This fast and delicious no-cook Vietnamese vermicelli bowl is full of rice noodles, shrimp, crunchy veggies and fresh herbs then drizzled with a sweet and tangy vinaigrette.
Vermicelli noodle bowls are my everything. While I typically make fresh rolls with rice paper wrappers, and stuff them with everything from pulled pork to meatballs, this time I decided to switch things up and try serving my beloved shrimp rolls in a bowl.
I can’t make this dish without paying tribute to my parents who took us out for Vietnamese food at least twice a month throughout my childhood. We would always go on Sunday and leave just in time to get home to watch The Simpsons together as a family.
These infamous Sunday night dinners at Mr. Lee’s Vietnamese restaurant would foster my life-long love of Vietnamese food. While I typically ordered the “make your own” rice paper rolls with pork meatballs, my mom would always order a vermicelli bowl.
Traditionally topped with anything from pork to shrimp to chopped up fried Vietnamese egg rolls, the star of the dish is really the fresh herbs and the tangy fish sauce based vinaigrette.
The best kept secret about these bowls? They require absolutely NO cooking! You simply cover the rice noodles in hot water to soften then build your bowl with whatever toppings you have on hand. Ideal for the warm weather months to come when you don’t want to turn on the oven or stand over a hot stove.

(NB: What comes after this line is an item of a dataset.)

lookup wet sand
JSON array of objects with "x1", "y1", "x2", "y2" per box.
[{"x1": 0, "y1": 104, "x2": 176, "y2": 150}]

Your chopsticks are waiting.
Vietnamese Shrimp Noodle Bowl
- 8 ounces vermicelli rice noodles prepared according to package instructions
- 16 large cooked shrimp peeled
- 1 cup bibb lettuce leaves
- 1/2 cup sliced cucumbers
- 1/2 cup shredded carrots
- 1/2 cup mixed fresh herbs (i.e. mint,cilantro, basil, etc.)
- 1/4 cup chopped peanuts
- Divide noodles between four bowls and top each one with equal parts cooked shrimp, sliced cucumbers, shredded carrots and fresh herbs.
- In a small bowl, whisk together the vinaigrette and drizzle on top of each vermicelli bowl.
- Sprinkle with chopped peanuts to serve.